Re: WebVTT from Silvia Pfeiffer on 2013-06-17 (public-tt@w3.org from June 2013)

From: Silvia Pfeiffer <silviapfeiffer1@gmail.com>
Date: Mon, 17 Jun 2013 12:56:57 +1000
To: Sean Hayes <Sean.Hayes@microsoft.com>
Cc: John Birch <John.Birch@screensystems.tv>, "public-tt@w3.org" <public-tt@w3.org>
Message-ID: <CAHp8n2najMj=uX94-Ot=cZALoPN_e=-4XQv2jHA2NcrXd1Y6Ag@mail.gmail.com>
On Sun, Jun 16, 2013 at 10:03 PM, Sean Hayes <Sean.Hayes@microsoft.com> wrote:
>>Oh right, you misunderstand how :past and :future are applied. They only
>> work if you have provided time stamps in your markup ><00:00:00:00>. And
>> time matches on according to the video, so video.current time provides the
>> JS dev the current time. And the >timeupdate event provides regular hooks
>> into that playback loop.
>
> Actually I think I understand pretty well how these are applied. I think you
> maybe misunderstand what I’m trying to do here.

Sure, that's possible, too.

> I’m not really interested in
> WebVTT as a user might be.
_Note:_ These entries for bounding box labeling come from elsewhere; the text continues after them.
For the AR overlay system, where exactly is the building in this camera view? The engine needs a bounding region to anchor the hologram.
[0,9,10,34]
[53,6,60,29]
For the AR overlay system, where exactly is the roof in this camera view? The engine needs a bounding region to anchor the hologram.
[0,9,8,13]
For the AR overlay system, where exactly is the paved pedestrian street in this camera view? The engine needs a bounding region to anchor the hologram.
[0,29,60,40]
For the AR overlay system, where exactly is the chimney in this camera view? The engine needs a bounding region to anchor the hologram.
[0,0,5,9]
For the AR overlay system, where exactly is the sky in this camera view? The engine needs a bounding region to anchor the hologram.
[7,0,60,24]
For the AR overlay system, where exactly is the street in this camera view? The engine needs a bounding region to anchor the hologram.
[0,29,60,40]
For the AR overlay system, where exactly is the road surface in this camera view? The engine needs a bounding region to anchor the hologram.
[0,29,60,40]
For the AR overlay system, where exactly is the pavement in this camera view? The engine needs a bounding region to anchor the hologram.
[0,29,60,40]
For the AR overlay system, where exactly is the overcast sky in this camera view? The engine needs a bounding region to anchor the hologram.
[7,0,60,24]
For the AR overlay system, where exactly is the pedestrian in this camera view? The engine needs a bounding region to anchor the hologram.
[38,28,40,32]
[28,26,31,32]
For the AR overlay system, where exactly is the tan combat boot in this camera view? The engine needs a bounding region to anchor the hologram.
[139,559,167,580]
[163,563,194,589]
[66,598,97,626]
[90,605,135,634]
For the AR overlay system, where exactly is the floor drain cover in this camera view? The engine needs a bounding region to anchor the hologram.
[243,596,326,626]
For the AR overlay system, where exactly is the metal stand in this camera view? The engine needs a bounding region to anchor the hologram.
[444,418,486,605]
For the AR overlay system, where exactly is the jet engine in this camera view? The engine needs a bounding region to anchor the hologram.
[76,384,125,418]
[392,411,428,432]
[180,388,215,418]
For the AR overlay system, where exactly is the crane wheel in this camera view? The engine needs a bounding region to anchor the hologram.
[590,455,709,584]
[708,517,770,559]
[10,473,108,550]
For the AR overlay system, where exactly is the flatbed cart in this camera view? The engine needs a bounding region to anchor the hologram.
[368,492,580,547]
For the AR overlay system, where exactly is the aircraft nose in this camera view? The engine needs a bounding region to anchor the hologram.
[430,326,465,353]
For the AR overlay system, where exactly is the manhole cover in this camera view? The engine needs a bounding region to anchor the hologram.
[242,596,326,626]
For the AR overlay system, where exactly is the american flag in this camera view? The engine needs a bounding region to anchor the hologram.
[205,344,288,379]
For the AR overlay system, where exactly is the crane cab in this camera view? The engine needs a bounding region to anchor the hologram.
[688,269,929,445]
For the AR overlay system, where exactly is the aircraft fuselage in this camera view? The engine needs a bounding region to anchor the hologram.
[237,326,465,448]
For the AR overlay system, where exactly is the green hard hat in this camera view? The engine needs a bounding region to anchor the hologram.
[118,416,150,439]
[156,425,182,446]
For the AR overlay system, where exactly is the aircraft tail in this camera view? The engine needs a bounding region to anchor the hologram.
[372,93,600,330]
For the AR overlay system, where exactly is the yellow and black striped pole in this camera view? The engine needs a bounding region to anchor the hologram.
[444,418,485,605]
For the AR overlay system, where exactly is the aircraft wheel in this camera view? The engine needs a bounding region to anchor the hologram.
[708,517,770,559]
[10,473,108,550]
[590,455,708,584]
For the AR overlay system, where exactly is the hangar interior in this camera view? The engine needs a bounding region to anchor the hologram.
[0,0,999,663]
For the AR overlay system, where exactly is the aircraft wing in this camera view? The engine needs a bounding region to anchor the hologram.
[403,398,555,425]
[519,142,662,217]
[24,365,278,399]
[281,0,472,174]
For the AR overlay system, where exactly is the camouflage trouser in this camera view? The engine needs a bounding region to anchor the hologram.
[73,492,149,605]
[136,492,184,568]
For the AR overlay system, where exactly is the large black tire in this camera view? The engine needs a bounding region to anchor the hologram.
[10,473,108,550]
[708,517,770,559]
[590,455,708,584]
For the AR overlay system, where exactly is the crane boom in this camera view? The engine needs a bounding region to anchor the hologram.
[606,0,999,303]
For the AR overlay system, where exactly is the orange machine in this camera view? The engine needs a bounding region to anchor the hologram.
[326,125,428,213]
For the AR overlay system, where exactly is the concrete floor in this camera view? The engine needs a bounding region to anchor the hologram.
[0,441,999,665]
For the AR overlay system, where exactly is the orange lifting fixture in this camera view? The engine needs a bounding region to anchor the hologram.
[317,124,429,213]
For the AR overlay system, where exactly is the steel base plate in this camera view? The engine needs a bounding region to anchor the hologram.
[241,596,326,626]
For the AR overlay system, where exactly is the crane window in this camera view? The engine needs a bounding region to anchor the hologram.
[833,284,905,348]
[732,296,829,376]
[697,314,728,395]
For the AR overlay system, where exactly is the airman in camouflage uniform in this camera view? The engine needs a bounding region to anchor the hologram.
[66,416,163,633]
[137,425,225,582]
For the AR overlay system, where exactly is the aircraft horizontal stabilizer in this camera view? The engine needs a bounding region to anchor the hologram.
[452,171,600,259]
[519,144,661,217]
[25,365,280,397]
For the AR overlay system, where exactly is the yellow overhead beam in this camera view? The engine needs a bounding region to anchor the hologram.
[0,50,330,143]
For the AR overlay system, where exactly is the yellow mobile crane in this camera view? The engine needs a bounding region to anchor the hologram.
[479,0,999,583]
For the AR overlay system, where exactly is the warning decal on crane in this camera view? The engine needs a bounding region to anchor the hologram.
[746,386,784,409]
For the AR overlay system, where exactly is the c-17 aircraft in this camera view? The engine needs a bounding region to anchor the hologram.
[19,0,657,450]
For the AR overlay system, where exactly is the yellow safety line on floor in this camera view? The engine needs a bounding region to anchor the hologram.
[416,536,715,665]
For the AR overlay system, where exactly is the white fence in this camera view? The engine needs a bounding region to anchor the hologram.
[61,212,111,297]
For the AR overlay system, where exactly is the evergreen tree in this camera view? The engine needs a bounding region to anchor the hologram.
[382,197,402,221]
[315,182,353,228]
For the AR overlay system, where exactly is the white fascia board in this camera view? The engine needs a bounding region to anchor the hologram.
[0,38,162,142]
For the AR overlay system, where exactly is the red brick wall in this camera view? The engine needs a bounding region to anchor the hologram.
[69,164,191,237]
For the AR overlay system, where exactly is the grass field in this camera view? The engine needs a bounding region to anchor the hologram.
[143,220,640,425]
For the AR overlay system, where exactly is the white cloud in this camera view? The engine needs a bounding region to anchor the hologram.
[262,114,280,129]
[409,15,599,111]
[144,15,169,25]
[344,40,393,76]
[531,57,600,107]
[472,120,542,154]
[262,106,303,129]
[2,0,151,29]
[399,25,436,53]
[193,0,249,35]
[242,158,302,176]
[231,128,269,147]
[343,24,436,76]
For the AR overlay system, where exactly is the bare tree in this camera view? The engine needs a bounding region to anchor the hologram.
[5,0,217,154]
My purpose here is to determine exactly what
> WebVTT is capable of, which involves digging into all the corner cases, and
> to what extent a full fidelity translation is possible between the two
> formats, where they share a common model and where they diverge.
>
> This is a point of divergence, TTML cues have no internal time structure,
> everything in one cue happens “in the now”, any observable change in the on
> screen display happens from one cue to the next, and there is an event for
> that.

How do you do karaoke then? Is every new word a new cue?

> In contrast WebVTT has effectively a wavefront that passes through it
> dividing a cue into three regions past, present and future over time,

Only for the cues where text is successively displayed or changed. The
text is already positioned and rendered in this case, so only the
style parameters are updated during this "wavefront pass-through".

> therefore observable changes can happen within a cue, and there are no
> events for those changes.
>
> In order to convert from one to the other we have to ascertain whether this
> is significant, and it may not be. But in my opinion a caption format
> expresses its semantics through visual presentation over time, (well at
> least today it does – we have discussed in the past a higher level semantic
> encoding, but that’s never really got anywhere). Thus time based semantic
> information is being conveyed within WebVTT cues which appears to be hidden;

It's not hidden - for the in-cue time stamps it's just a bit more
difficult. You can us the timeupdate event of the <video> element and
then compare the currentTime with the time stamps in the cue to find
out where the current display position is.

> this could be a problem if I am using AT to follow the captions for example.
> Anyway the question becomes how do we translate this.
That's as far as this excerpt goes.